Trang Imagineering of NSW was awarded $218,000 to consider the development of 3D sensors used in the mining industry for potential use by the Australian Defence Force for threat monitoring in conflict zones. This might entail identifying areas of ground disturbance where IEDs, or other threats, might be hidden, and identifying recent enemy movements based on 3D scanning of changes to terrain.

Deakin University in Victoria won a $2,157,000 contract to explore the feasibility of developing a functioning hot fire training system using haptic (touch) force feedback, high fidelity visuals and realistic heat experience to improve fire fighting training for the Navy.

Grollo Aerospace in Victoria was given a $1,925,000 contract to plan the design of an affordable re-usable supersonic sea skimming target missile, to give the ADF world leading capability designed domestically.

SYPAQ Systems earned a second contract, worth $274,000, to investigate the development of software-based systems that train networks to learn how to interpret non-standard intelligence products and convert them to comply with appropriate format standards.

The Data to Decisions Co-Operative Research Centre in South Australia was given $1,054,000 to leverage international research and look at developing a cyber threat intelligence capability to help enterprise and mission systems identify and mitigate potential adversary exploitations.

Finally, QuintessenceLabs in the ACT won a $3,261,000 contract to look at better ways to create highly secure communications links between two points, both fixed and over line of sight.

First Tranche Review

Three contracts worth $880,000 were announced in the initial tranche in June. Announcing the measures, Minister Pyne stressed the crucial importance of the Defence Innovation Hub to delivering the government’s $1.6 billion commitment to develop local defence capability, help Australian industry to mature and further develop defence technologies which will create jobs and drive economic growth around the country.
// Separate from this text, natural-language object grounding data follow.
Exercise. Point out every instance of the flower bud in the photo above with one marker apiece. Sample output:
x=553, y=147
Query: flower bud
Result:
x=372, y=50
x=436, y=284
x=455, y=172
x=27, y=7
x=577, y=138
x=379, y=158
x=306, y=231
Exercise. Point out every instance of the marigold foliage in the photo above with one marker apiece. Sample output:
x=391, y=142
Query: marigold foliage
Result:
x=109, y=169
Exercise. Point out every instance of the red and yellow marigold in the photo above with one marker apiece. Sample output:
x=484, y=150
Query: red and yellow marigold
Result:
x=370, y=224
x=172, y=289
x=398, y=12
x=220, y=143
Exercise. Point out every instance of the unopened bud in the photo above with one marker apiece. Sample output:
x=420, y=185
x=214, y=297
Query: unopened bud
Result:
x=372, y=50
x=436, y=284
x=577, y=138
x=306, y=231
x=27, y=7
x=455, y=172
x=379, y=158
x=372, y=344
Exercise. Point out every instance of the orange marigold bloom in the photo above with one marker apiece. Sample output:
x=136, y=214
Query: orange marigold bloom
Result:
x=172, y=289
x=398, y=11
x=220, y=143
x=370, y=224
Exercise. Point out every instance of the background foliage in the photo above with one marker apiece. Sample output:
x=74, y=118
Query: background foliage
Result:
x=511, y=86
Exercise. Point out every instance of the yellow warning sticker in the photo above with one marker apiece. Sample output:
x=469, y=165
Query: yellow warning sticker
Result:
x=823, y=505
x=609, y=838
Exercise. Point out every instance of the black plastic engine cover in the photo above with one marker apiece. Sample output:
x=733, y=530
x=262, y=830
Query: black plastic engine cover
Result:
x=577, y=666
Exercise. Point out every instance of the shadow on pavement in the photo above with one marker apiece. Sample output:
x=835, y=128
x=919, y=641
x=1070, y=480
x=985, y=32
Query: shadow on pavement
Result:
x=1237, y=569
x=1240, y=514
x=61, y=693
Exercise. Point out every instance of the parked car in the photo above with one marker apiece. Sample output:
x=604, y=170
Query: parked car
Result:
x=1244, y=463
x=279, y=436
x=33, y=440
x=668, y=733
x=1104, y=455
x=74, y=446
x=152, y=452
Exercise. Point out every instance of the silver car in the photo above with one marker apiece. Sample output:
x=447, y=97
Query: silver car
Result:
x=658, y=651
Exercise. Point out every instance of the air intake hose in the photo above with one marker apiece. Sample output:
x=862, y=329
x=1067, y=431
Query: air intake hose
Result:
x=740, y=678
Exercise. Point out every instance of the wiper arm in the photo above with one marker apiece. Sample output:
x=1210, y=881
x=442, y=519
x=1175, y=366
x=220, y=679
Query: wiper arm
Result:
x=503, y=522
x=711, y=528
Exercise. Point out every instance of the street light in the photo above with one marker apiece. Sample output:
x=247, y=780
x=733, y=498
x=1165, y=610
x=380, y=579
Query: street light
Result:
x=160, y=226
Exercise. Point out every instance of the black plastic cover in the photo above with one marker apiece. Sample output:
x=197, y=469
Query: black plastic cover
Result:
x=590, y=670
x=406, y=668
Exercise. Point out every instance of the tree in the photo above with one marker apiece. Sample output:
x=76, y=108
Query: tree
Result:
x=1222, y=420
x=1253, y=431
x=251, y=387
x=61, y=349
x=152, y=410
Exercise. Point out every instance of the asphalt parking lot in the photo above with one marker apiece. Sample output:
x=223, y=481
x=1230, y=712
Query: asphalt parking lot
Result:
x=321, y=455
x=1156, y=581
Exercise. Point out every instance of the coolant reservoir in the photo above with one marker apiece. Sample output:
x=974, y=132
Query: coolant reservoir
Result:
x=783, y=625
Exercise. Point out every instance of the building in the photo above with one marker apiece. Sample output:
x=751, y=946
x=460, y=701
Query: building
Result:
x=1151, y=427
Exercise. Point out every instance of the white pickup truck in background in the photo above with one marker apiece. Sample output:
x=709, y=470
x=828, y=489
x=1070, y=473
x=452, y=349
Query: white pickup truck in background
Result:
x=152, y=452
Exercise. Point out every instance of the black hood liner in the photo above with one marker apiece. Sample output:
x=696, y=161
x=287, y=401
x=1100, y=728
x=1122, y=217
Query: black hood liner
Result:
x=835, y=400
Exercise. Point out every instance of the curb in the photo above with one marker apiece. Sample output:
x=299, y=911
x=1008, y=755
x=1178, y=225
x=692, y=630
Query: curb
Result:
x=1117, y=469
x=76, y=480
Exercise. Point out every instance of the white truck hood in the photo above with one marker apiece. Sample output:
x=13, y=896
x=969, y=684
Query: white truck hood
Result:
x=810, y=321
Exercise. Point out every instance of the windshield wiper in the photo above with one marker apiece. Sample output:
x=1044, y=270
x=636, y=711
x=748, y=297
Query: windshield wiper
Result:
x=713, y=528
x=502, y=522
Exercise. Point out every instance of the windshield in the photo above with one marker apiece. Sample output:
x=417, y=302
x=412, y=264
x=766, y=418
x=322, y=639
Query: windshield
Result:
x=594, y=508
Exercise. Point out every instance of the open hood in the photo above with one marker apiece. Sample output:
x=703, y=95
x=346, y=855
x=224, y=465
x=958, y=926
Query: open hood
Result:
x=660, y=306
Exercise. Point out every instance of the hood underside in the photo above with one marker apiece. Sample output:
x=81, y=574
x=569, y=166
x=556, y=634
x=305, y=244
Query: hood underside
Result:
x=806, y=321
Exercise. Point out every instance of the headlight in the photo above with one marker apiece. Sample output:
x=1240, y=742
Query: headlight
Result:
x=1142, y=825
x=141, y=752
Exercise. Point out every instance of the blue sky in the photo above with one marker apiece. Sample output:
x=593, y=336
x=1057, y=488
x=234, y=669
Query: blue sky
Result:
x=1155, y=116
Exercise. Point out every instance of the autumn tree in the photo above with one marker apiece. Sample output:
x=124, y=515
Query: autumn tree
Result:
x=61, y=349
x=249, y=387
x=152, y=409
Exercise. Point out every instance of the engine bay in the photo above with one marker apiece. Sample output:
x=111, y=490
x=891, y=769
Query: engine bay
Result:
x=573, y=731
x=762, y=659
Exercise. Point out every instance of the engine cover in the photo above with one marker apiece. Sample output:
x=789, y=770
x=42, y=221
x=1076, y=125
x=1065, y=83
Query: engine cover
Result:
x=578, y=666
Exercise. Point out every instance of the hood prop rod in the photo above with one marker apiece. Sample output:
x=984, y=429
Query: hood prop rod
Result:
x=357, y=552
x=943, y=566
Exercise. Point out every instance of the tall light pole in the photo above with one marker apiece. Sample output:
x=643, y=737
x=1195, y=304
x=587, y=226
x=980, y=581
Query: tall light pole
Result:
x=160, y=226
A $618,000 contract signed with Newcastle-based Armor Composite Engineering, for example, will provide a low profile body armour system, which could be used by personnel in close protection roles, to improve protection for Australian Defence Force members from new and emerging threats.

Melbourne-based SYPAQ Systems signed a $172,000 contract with Defence to provide a small, lightweight, next generation power generator tailored to land environments which can be used by individual soldiers and vehicle-based forces.

A $97,000 contract between Defence and Sydney’s Berkeley Information Technology will provide a software solution to support the protection of documents used on Defence information and communication systems. Defence hopes that this technology has the potential to negate unintentional data breaches as well as malicious insider attacks in an increasingly hostile cyber-environment.

Industry, academic and research organisations can offer proposals for new projects through the Defence Innovation Portal.